Две Вовкины учительницы: первая – Ольга Ильинична Лунина и последняя – Лидия Сергеевна Гольштейн, сидели на пристани и наблюдали, как их бывшие ученики «выгружаются» из речного трамвая. Щедрые шефы возили их вокруг микрорайона, а выпускники танцевали, целовались и, чего уж греха таить, выпивали.
Вовка Макаров выпил всего полтора стакана портвейна и был еще бодр, а вот девушки, две Ленки: Година и Сидорова – к утру совсем сникли. Година откровенно спала, похрапывая, у Вовки на плече, а Сидорова временами шевелилась, двигая длинными «ляшистыми» ногами, словно пытаясь танцевать. «Ах, какие наши девушки красивые!», – прошептала Ольга Ильинична, повернув орлиный нос к Лидии Сергеевне.
— Которые? – поморщилась математичка Гольштейн.
— Все! – восторженно сказала Лунина. – А особенно – Леночка Сидорова. Она такая стройная, ножки длинные, а в распущенных волосах – голубая, в тон платью, лента!
Во время этих восторгов Вовка Макаров вел, а, точнее, тащил по сходням обеих Ленок. Если Ленка Година кое-как продрала глаза и тупо ступала ногами сама, то Ленка Сидорова всем своим немаленьким весом висела на Вовке. «Я им помогу!», – вскрикнула Лидия Сергеевна, кинулась навстречу и подхватила маленькую Годину. – «Вы уж отведите Сидорову домой!». Макаров перехватил совсем обмякшую Сидорову поудобнее и потащил ее в брежневскую девятиэтажку, а первая Вовкина учительница благосклонно кивала им вслед, слабо улыбалась и, видимо, вспоминала свой выпускной вечер.
Макаров останавливался два раза. Первый раз он положил Ленку на скамью, и она, всхлипнув, обоссалась, промочив насквозь голубое платье. А на второй скамье она и вовсе оглушительно пукнула, и от нее понесло кислятиной. «Обделалась, зараза!», – сказал Вовка. «Бросить бы тебя, засранку!». Он взвалил выпускницу на спину, как надоевший рюкзак, и, согнувшись в три погибели, поволок девушку дальше.
Хорошо, что мир не без добрых людей. Навстречу порядком уставшему Макарову бежала Людочка Шенгелия, которую Вовка не видел ни разу после восьмого класса.

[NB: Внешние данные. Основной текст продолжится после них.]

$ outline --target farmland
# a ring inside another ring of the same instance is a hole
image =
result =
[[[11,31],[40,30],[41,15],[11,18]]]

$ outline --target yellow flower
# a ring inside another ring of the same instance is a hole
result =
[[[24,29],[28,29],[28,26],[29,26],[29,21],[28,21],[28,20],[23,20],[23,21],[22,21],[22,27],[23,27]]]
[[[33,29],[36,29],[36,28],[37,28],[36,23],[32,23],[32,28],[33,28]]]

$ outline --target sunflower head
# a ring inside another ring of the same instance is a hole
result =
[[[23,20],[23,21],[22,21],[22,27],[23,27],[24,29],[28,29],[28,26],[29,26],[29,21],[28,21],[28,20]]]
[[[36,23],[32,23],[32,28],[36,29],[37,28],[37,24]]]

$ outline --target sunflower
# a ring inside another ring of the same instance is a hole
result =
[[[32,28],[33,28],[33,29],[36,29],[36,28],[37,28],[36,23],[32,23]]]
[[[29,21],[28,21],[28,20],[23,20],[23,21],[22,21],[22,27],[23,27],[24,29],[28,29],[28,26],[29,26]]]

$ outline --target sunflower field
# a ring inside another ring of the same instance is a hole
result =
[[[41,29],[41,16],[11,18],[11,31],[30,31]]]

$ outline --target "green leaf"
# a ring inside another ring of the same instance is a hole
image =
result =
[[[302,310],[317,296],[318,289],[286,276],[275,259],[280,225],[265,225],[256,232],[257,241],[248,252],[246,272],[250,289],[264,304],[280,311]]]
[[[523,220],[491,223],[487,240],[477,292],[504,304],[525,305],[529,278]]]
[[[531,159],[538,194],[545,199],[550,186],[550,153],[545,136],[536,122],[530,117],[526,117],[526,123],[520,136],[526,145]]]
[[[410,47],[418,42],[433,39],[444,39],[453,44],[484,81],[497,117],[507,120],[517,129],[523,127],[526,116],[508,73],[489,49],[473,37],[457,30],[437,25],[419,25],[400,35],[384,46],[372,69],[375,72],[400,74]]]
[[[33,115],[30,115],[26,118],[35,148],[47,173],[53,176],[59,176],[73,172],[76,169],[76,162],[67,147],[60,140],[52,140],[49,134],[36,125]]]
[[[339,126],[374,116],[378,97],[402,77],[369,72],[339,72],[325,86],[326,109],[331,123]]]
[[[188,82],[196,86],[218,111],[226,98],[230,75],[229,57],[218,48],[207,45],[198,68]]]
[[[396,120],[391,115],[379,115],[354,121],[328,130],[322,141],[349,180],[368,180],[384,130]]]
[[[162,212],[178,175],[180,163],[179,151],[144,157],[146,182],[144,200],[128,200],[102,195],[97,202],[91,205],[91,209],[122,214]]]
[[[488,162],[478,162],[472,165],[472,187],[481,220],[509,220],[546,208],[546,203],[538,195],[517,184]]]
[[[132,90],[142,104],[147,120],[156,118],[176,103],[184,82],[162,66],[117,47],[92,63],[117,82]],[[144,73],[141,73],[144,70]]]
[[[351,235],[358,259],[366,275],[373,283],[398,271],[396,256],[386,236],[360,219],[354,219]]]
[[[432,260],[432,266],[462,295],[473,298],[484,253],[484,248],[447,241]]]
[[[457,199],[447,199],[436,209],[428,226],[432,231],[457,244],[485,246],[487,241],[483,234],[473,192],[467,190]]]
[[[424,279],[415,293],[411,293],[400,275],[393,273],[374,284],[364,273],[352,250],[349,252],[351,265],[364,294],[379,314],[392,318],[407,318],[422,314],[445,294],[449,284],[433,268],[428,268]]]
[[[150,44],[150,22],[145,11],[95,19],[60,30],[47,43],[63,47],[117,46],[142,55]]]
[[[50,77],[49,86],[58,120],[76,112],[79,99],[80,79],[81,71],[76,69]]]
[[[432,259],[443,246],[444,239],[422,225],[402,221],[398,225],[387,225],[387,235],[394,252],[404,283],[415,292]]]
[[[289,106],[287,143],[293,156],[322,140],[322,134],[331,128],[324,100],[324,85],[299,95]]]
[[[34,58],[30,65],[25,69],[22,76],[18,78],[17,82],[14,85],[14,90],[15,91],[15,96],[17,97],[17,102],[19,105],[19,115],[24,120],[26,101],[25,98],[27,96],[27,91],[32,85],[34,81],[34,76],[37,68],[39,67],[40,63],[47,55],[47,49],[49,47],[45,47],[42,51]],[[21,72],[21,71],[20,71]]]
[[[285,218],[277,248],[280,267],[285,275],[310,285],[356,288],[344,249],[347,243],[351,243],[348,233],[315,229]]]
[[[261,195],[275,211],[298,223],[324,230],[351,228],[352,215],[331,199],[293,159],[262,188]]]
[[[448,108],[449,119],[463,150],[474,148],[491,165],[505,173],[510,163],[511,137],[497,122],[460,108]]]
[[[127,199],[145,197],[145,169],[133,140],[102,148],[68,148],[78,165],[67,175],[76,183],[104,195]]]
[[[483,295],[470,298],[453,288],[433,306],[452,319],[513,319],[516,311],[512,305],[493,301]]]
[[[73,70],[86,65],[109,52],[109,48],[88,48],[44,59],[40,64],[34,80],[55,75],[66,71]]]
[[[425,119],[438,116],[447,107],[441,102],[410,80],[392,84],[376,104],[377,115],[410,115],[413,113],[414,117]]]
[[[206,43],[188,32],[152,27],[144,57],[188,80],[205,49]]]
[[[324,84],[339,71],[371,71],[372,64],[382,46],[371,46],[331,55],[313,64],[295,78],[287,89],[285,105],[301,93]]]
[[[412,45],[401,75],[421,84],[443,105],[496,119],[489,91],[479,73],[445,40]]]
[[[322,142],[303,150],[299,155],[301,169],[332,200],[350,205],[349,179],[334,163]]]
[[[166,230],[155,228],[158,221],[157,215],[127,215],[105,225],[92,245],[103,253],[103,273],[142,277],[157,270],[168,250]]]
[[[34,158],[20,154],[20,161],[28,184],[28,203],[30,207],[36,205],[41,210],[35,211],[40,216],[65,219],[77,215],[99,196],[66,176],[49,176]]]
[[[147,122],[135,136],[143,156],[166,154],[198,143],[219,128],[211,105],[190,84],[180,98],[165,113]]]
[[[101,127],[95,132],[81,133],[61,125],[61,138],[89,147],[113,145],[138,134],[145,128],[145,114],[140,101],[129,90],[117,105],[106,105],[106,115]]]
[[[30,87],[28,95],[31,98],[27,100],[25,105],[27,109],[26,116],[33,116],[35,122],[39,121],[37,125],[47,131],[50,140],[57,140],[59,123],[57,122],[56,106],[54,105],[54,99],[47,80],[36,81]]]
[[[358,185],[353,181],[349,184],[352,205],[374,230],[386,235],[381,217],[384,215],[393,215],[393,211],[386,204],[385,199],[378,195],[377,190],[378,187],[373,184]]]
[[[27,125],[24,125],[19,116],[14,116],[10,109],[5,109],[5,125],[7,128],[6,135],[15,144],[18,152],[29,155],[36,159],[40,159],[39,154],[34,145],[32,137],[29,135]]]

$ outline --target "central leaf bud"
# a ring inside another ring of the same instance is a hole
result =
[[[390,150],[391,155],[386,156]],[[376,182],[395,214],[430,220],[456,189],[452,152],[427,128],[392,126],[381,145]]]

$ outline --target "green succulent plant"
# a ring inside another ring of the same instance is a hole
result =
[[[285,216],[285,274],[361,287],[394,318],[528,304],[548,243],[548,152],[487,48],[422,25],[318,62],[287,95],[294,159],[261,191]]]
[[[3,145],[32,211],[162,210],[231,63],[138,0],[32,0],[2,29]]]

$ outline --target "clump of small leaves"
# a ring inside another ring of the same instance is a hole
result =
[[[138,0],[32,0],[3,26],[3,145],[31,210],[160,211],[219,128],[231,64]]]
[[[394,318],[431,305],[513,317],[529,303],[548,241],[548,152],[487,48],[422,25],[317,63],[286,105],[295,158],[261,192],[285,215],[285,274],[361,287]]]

Она ушла в музыкальную школу и, по слухам, готовилась к поступлению в консерваторию. А сейчас она бежала растрепанная, розовая со сна, и в халате крупными розами, который то и дело распахивался и демонстрировал Людкину кружевную рубашку. «Что, что с ней?», – Закричала Шенгелия, подбегая ближе.
— Ничего особенного, – ответил Макаров, еле переводя дух. – Пережрала водяры, напрудонила и сходила под себя по-большому. Ты как здесь оказалась?
— Лидия Сергеевна позвонила. Давай, я помогу.
Она подхватила Сидорову с другой стороны, и Вовке сразу стало легче. Так, втроем, они дотащились до подъезда девятиэтажки и загрузились в лифт. Потом вынесли Ленку из лифта и внесли в прихожую. Ф-фу. Все!
Макаров, наконец, распустил узел галстука и с удовольствием уселся на табуреточку.
— Чего расселся? – строго спросила Людка. – Давай Ленку разденем и загрузим в ванну.
— Разденем? – обрадовался Макаров. – Так бы сразу и сказала! Это ж мое любимое дело!
Прямо в прихожей они Ленку и раздели, отбросив в сторону грязное голубое платье и нейлоновую комбинацию. Вовка собственноручно стащил с мягких грудей тесный лифчик, а вот обгаженные трусы снимать категорически отказался, хотя посмотреть, какие у Сидоровой волосики, ему очень хотелось. Этим занялась ее подружка Людочка Шенгелия. Она уже напустила воды в ванну, они с трудом уложили Ленку в воду, и Людка принялась намыливать мочалку. «Ты так и будешь смотреть?», – строго спросила она пялившегося на Ленкины прелести Макарова.
— Ага, – ухмыльнувшись, ответил тот. – Что я, зря ее пер? Более того, я бы ее освоил, но только чистую. Ты мой, мой! Я мешать не буду.
— Тогда рукава закатай! – приказала Людка, протягивая руки в рукавах к Вовке. – Я забыла.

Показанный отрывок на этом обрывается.